Tools & Software — ProM — iDHM

An interactive data-aware process discovery tool based on the ideas of the heuristics miner combined with classification techniques.



An interactive data-aware process discovery tool based on the ideas of the heuristics miner combined with classification techniques. The iDHM implements a process discovery method that uses the data attributes to distinguish infrequent paths from random noise by using classification techniques. Data- and control-flow of the process are discovered together.

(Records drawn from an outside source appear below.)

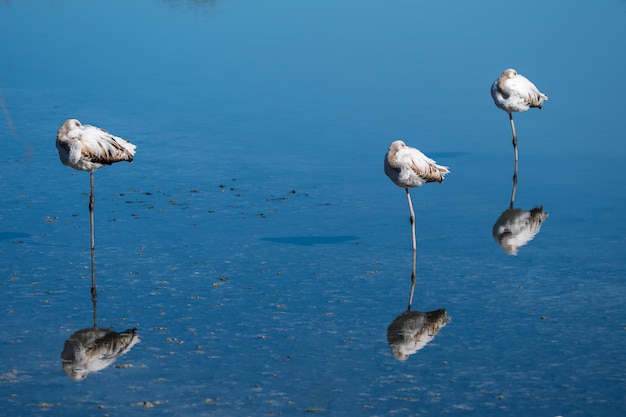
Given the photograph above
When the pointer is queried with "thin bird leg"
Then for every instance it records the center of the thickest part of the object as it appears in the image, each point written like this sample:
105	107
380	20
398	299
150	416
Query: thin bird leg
408	197
412	280
514	135
514	185
95	309
94	294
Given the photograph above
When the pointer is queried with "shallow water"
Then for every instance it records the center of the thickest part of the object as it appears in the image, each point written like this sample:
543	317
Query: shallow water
255	242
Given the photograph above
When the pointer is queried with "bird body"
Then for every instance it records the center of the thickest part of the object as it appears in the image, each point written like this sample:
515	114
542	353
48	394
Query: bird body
93	349
409	167
513	92
516	227
87	148
412	330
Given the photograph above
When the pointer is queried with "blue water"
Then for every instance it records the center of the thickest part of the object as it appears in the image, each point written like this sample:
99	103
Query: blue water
255	242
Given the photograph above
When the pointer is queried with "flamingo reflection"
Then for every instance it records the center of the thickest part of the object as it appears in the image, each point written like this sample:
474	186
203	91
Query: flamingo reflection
516	227
92	349
412	330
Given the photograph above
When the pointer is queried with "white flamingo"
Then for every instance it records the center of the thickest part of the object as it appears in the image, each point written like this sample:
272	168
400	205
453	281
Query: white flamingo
407	167
513	92
87	148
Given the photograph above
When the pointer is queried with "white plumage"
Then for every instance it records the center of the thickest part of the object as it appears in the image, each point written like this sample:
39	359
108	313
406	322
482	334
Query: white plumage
408	167
87	148
516	227
412	330
513	92
93	349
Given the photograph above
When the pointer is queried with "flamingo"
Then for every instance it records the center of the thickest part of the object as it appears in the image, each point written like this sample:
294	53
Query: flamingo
93	349
513	92
87	148
407	167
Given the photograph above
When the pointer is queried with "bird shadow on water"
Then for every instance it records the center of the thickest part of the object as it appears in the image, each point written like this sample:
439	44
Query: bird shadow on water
412	330
93	348
516	227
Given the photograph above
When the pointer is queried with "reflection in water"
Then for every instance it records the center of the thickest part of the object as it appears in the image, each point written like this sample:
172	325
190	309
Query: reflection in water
412	330
516	227
93	349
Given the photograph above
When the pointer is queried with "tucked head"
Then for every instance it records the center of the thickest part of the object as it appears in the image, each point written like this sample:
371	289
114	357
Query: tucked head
508	73
396	146
69	124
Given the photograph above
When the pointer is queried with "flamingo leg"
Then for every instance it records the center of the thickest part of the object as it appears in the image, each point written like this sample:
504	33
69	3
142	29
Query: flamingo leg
514	135
94	294
513	191
412	280
408	197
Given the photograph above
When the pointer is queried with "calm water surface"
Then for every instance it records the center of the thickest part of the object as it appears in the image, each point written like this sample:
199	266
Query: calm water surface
255	243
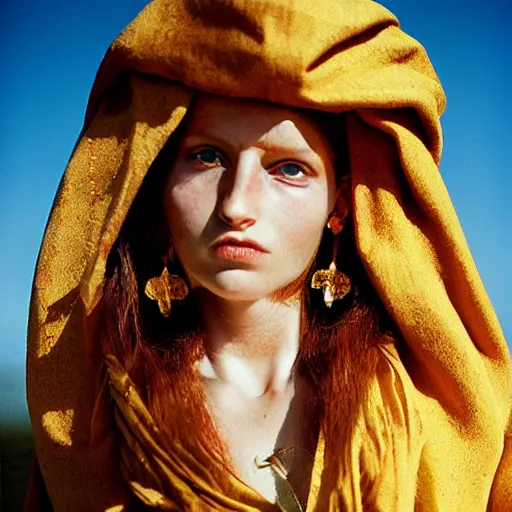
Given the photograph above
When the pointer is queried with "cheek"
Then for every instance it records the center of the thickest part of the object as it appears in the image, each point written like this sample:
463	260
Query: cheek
302	231
188	206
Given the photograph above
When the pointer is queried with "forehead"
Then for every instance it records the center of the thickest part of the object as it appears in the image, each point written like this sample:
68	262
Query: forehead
252	122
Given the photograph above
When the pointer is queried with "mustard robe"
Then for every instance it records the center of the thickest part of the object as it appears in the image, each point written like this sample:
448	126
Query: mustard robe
448	397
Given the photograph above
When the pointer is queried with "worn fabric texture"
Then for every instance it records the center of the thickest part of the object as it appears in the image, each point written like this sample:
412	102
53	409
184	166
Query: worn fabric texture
449	390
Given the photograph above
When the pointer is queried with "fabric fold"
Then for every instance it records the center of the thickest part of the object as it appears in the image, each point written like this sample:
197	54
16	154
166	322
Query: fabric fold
350	57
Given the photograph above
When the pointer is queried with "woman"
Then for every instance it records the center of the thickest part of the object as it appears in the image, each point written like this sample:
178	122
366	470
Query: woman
253	291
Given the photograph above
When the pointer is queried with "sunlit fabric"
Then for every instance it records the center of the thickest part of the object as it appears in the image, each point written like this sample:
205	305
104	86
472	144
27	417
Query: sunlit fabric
447	396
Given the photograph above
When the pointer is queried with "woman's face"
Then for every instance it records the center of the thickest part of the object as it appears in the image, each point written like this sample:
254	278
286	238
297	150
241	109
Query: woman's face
248	196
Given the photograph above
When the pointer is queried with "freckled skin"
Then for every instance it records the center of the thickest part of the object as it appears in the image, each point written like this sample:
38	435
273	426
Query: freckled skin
246	196
250	170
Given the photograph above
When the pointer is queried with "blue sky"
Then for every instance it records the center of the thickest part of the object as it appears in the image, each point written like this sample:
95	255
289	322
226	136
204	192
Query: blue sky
49	53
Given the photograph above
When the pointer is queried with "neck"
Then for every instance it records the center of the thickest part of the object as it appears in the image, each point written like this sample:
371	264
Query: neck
250	346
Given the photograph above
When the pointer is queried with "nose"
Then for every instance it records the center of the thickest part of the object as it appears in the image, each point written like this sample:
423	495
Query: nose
240	193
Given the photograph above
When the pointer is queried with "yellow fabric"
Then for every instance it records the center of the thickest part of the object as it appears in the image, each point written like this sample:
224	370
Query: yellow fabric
448	395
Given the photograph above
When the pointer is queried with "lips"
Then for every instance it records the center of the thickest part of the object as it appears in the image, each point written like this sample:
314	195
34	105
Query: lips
245	242
235	249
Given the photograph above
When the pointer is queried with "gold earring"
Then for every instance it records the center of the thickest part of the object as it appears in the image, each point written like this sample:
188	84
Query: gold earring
166	288
335	284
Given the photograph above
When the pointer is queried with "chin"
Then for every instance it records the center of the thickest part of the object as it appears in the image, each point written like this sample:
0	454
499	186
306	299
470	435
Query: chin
240	285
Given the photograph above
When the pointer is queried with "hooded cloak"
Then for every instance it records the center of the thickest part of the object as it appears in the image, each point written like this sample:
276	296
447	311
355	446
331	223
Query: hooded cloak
450	389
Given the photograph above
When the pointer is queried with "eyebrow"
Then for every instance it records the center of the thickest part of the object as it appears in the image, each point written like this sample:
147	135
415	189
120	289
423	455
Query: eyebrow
271	147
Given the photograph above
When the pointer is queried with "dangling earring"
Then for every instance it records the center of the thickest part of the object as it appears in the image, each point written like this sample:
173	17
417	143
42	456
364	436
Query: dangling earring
166	288
335	284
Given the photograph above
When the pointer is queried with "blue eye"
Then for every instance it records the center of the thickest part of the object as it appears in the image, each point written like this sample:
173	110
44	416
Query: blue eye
207	157
290	170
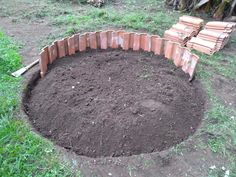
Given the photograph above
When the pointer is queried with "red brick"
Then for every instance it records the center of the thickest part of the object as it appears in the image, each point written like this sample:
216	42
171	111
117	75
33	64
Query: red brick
109	38
186	59
98	39
121	38
61	48
155	43
93	40
177	56
103	38
131	40
43	61
147	43
160	46
82	42
87	39
126	40
169	49
76	36
193	65
52	52
66	46
71	45
142	40
136	45
115	40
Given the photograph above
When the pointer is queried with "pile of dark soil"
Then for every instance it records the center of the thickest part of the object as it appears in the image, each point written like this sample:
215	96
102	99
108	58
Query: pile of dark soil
114	103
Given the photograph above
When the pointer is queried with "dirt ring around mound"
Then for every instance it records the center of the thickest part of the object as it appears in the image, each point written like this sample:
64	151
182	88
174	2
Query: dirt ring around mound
114	103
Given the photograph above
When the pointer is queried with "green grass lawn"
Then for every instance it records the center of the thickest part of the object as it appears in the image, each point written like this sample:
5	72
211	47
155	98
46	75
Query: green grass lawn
22	152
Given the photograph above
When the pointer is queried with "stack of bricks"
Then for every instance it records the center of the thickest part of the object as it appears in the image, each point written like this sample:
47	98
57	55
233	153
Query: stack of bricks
225	27
181	56
184	30
213	38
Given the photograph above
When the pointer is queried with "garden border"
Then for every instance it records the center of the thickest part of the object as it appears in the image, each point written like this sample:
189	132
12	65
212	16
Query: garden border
181	56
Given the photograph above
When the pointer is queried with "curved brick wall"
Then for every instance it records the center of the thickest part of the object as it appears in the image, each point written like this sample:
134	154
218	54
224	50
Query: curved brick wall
181	56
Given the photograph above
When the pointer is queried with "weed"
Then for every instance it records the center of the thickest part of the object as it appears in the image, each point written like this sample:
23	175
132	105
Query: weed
22	152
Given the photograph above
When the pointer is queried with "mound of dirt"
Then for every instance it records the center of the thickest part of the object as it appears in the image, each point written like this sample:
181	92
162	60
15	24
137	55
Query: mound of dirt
114	103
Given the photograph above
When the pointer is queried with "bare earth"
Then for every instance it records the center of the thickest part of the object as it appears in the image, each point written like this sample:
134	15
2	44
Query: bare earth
191	162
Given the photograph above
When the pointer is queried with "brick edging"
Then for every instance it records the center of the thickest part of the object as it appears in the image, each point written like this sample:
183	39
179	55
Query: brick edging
181	56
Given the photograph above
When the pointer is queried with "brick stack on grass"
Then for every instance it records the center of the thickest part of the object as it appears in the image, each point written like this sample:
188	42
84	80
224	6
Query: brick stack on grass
181	56
213	38
225	27
184	30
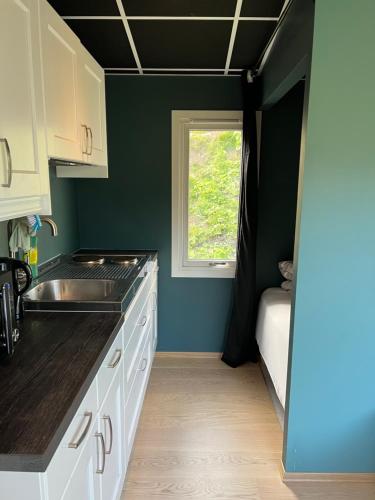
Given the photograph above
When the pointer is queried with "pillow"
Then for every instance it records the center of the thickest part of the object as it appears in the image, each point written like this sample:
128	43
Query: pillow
287	285
286	269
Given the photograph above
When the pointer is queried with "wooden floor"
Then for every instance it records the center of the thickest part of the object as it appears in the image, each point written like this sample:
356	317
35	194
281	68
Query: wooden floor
210	432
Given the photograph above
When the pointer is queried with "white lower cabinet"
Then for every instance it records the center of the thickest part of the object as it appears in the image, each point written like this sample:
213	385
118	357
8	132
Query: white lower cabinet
111	435
85	482
91	460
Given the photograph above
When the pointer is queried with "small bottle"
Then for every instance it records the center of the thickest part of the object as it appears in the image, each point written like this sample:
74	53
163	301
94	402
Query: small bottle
33	256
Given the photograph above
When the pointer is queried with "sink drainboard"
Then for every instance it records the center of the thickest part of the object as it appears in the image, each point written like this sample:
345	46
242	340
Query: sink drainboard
103	271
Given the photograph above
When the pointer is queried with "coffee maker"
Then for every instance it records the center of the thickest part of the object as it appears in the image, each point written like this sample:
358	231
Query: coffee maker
9	333
15	279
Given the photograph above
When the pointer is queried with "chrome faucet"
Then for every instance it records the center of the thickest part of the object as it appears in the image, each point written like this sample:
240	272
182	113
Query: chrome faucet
51	223
43	218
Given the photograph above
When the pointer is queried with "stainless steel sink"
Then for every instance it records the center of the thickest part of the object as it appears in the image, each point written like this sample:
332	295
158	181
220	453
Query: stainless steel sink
72	290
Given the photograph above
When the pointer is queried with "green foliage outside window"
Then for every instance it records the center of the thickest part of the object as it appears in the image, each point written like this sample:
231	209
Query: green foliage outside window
214	182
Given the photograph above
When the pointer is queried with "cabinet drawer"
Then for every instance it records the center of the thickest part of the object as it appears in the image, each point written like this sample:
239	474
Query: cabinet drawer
134	311
72	444
135	346
134	404
109	367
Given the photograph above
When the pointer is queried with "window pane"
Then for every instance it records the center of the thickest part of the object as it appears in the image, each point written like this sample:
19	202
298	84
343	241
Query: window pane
213	199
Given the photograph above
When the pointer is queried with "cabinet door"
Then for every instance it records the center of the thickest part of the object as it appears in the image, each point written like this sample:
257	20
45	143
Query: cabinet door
111	426
23	155
92	112
60	50
84	483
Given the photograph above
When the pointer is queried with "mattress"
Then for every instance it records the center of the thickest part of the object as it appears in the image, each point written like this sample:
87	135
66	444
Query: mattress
272	334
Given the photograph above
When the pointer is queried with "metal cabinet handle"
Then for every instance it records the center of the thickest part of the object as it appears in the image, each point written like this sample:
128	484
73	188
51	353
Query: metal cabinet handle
9	162
100	437
154	302
75	444
116	360
107	418
86	143
90	132
143	366
143	321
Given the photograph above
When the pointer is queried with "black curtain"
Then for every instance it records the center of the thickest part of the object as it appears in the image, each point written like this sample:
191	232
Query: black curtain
240	345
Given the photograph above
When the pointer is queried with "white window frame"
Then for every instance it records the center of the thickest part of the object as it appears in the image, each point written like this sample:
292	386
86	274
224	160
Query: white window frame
182	122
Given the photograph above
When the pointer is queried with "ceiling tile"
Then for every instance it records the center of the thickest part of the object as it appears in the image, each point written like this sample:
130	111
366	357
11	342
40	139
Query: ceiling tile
184	73
85	7
261	8
194	8
106	41
182	44
252	37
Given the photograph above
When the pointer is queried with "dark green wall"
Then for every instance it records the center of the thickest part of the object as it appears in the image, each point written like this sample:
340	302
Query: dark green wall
132	209
278	183
64	211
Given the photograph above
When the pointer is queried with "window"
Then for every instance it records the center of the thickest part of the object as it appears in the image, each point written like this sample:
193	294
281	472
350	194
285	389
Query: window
206	173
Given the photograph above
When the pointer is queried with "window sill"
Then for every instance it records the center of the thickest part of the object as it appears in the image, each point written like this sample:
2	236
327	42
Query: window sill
203	272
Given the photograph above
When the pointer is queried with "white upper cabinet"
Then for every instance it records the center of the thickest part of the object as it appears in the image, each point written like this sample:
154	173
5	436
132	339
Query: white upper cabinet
92	100
24	182
75	100
60	51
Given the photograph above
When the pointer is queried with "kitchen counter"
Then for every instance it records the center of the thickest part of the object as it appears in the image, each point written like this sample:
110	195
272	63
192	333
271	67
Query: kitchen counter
127	280
42	386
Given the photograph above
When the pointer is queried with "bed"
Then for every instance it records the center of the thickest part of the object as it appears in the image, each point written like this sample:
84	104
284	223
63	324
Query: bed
272	334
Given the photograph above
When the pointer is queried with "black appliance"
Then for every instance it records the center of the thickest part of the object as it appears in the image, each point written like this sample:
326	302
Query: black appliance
9	333
21	278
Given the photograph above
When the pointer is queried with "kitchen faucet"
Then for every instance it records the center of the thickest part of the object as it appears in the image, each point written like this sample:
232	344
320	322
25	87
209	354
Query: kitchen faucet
43	218
51	223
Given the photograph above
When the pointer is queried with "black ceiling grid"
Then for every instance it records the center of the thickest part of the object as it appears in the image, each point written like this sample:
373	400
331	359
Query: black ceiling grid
202	37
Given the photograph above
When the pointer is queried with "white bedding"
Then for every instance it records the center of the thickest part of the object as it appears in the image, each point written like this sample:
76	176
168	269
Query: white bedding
272	334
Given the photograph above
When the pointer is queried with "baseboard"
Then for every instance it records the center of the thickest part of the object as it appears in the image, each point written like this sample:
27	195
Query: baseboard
318	477
279	410
214	355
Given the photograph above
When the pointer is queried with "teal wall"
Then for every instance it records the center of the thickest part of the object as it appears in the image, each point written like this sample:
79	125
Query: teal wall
278	181
64	211
331	417
132	209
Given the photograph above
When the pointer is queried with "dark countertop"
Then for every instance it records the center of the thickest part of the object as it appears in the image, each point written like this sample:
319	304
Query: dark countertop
127	280
44	383
55	362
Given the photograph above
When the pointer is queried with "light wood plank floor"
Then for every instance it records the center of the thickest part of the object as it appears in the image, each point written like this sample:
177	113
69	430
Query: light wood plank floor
210	432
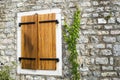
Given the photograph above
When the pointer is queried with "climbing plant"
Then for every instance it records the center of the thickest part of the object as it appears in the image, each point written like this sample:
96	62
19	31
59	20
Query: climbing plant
71	34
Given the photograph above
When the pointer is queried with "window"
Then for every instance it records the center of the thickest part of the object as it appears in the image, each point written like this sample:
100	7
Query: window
39	39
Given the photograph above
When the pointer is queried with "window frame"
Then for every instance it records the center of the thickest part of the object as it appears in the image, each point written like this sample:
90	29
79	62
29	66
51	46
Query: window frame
58	71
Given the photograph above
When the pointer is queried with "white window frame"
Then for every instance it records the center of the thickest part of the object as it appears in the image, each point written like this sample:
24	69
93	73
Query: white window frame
58	71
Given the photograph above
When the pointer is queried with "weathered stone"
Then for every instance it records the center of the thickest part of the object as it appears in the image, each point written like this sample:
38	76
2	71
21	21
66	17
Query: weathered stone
108	27
111	20
83	39
99	46
9	52
106	52
95	14
109	46
118	20
95	3
117	61
116	49
114	32
85	4
102	32
118	38
116	78
94	39
29	77
102	60
111	60
96	73
100	9
101	21
117	68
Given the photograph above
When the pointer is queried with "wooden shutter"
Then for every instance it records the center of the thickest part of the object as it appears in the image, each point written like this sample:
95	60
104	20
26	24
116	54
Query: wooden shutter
47	42
38	42
29	42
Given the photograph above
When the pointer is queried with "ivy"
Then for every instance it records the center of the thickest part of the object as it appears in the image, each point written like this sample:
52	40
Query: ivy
71	34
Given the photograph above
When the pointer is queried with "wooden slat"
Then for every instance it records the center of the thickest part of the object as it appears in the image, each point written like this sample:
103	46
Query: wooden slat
29	43
47	42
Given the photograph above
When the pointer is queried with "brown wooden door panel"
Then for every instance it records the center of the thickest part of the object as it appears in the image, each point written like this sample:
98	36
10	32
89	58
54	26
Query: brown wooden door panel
47	42
29	42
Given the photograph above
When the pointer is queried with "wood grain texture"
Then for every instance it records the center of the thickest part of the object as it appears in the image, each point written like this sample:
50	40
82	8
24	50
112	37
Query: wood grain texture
47	42
29	42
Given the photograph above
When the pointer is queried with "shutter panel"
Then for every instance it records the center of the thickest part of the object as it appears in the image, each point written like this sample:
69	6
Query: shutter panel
29	42
47	41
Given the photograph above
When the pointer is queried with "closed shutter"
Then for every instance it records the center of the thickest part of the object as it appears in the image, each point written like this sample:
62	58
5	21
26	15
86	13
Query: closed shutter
29	43
47	41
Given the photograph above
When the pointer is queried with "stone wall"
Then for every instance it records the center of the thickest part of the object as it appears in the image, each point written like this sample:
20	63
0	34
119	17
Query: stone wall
98	45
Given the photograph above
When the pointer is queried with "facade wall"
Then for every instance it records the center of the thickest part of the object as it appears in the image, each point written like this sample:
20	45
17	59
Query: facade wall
98	45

Traces from the event log may be filtered by using a SQL-like query syntax ①. Generally, the output is presented in form of a C-Net, but other output formats such as Petri net or Data Petri net can also be chosen ②. The heuristic used for each step of the iDHM can be configured ③. Several thresholds are used to configure the heuristics ④. At the bottom of the screen a legend explains the used color coding ⑤. Edges can be selected to show more information ⑥.


ProM Package: DataAwareCNetMiner
ProM Plug-ins: Interactive Data-aware Heuristic Miner
Sources: ProM SVN
Related Publications:



Download the currently ProM nightly builder at Use the ProM package manager to install the package DataAwareCNetMiner (don’t ask about why it is named like this). The package should be available in the current ProM nightly build distribution and is scheduled to be released in ProM 6.7.


Provided Plug-ins

Interactive plug-ins, which provide everything in one interactive tool.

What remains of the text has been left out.